Leer o no leer, qué dilema
Es una actividad que reúne dos prejuicios opuestos: los lectores son considerados sabios o vagos, según las circunstancias.
La lectura es un tema recurrente de conversación y adoración. Pero, a pesar de esta costumbre –o tal vez por eso mismo–, hay muchos prejuicios en torno a ella. Algunos la consideran una actividad destinada a sabios y otros no la consideran una actividad en absoluto.
Todo empezó, para variar, con un griego que escribió un tratado de ética en el que se marcaban las características de una vida contemplativa en oposición a una vida activa. Apartarse del placer de los sentidos y de las discusiones políticas era un requisito necesario para dedicarse a comprender y a teorizar acerca del hombre y del mundo.
Entregarse a la lectura edificaba al hombre y lo acercaba a los dioses, pero era posible sólo en el espacio del ocio. Deformaciones mediante, hoy se sitúa a la lectura dentro de las ocupaciones que en realidad no involucran un hacer.
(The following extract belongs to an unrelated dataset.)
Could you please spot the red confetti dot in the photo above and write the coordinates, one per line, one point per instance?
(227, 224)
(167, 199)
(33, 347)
La quietud corporal parece ser el criterio para establecer qué es una actividad y qué no lo es.
Así, un lector es a menudo interrumpido porque “no está haciendo nada”, lo que supone que la lectura es un acto pasatista que no requiere un sujeto activo. Leer no ocupa ningún espacio en la agenda de nadie.
Pero también existen ocupaciones que hacen de la lectura su herramienta de trabajo. En ese caso, la pasividad está justificada a un cuando sea extraño que alguien trabaje en medio de la quietud. De la mano de esa noción de sabiduría que emerge del ejercicio de la vida contemplativa, este último modo de entender la lectura se deforma en un prejuicio que identifica “lectura” con “sabiduría”. No importan los criterios operantes ni la apropiación del lector: leer no parece tener otro fin que el de inocular saber.
Incentivar a los niños a leer es un fin indiscutible y se concibe que su rechazo es fruto de la ignorancia y no de gustos personales. De modo que ambos prejuicios construyen respectivamente la figura del lector como vago o como sabio o, peor aún, como un engendro de ambos.
El culto a la lectura enaltece sin sentido a quienes realizan una actividad con el mismo placer de quien practica un deporte, mientras se considera que los contemplativos, los que tienen tiempo de sobra, harían bien en abandonar las páginas y zambullirse en la vida activa.
Ambos prejuicios desvían la atención y olvidan que, al igual que todas las actividades humanas, la lectura sólo posee el valor que el agente quiere darle.